Just relax, and add color.

The sky is the limit with these coloring posters. Think of them as more than a coloring page, but not quite as guided as a paint-by-number. These posters can handle crayon, colored pencils, markers, watercolor, gouache, and craft paint. Enjoy one or all 5 of these designs featuring ladies, flowers, and space.

You can check out this facebook video from my studio if you want to see tips and tricks and some painting in progress. Special thanks to Blue Crest Entertainment for coming over to film us!

Below are more written tips to help you on your coloring journey!

Color Palette Suggestion

Each poster comes with a card explaining the imagery, but it also has a color palette suggestion!

You can use it, or ignore it, or let it help you with a launching off point. Sometimes choosing colors can be daunting, so it only there to help!

I use the color palettes myself, and enjoy them. but if you have a favorite color that you want to feature you can always check out Google or Pinterest to find the perfect color palette to model after.

 
“Comet” with markers

“Comet” with markers

Before you begin

If you’re using a wet material like watercolor, paint, or even markers my tip is to use tape! Lightly tape your poster to your working surface. I have a wooden board I use, but you can tape to a table too. I prefer to use blue tape or tape that has been taped to fabric and pulled off for reuse so as to protect the paper from ripping with the tape. I tend to use tape rolls on the back of the posters just because the illustration reaches the edge of the page, but do what you feel most comfortable with.

Paper Curl

If you use materials that tend to moisten the paper, you may experience some paper curling. If its not too disruptive to your coloring/painting, I’d wait until you are completely done with your poster.

Once the poster is done and fully dry use a damp cloth to lightly dampen the backside of the poster and put some heavy books on top to let it dry flat. If you want to protect your poster more, place some blank paper on the front of your poster to protect it from the table, or the books. I use this technique on nearly all my watercolors.

“Pulsar” with colored pencils

“Pulsar” with colored pencils

Materials

These posters can handle many materials. IF you want to use supplies you have at home, I encourage you to use them! However, if you want an excuse to buy or try new materials, read about what I experienced to see if that helps your decision.

I tested 4 different kinds myself. Here is what I discovered:

Colored Pencils: starting with light layers of pencil allows for cool layers to continue layering up on top. Overall color will be light unless you layer up lots of pencil, or have soft pencils with rich color. I used crayola colored pencils.

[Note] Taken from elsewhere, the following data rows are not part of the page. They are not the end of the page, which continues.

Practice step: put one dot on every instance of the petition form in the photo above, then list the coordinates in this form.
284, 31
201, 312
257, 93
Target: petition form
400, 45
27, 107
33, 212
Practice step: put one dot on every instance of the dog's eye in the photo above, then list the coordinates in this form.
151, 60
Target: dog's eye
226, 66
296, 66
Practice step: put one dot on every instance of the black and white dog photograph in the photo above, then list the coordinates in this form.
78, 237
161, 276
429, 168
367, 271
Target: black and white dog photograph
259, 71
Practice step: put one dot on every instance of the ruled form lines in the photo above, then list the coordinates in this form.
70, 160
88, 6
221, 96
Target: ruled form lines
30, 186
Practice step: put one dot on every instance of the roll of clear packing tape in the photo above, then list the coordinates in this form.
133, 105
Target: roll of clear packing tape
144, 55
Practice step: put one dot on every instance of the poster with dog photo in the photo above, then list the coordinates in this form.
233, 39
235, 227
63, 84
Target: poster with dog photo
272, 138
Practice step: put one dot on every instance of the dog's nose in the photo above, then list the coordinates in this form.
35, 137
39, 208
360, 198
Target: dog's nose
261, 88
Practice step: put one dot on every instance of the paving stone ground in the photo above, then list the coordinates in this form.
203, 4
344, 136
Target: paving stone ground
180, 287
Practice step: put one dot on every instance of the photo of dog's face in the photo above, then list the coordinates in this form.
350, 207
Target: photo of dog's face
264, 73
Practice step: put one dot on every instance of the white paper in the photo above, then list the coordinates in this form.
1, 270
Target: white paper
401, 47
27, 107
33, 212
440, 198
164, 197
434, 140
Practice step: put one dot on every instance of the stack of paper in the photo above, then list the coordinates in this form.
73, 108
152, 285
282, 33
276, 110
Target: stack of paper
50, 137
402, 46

Markers: I used some school supply markers mixed with some brush tip markers. If you like to scribble hard, be careful, the paper can deteriorate if you scribble too much or too hard. I suggest waiting for an area to dry before going over it a second time. Overall, the poster will be very saturated and bright since markers hold so much color!

“Moon” with watercolor

“Moon” with watercolor

Materials Cont.

Watercolor: These are my fave, but I’m also a watercolor artist so I’m biased. to start I’d suggest finding a board to lightly tape your poster to (I used blue tape rolls on the back of my poster). Watercolor can be unpredictable which makes me let go a little bit and enjoy the journey. Other suggestions are to start with lighter, watered down color. You can always add more color later, but you can’t take it away.

Craft Paint: These are the little bottles of acrylic paint that you can find in a craft store. I personally like ones with a matte or satin finish, but I would suggest using all the same type of finish (all matte, or all satin, or all gloss). However, if you’re just using what you have at home, dig in to whatever feels good! Before painting I would suggest using some light tape (I use blue tape) to lightly tack the poster to a board or work area. Craft paint is thick and opaque so if you paint over the illustration lines they will be covered up. You can always paint over them again with black, or cover them up completely. Its all about how you want it! Be sure to wash your brush after each session of painting.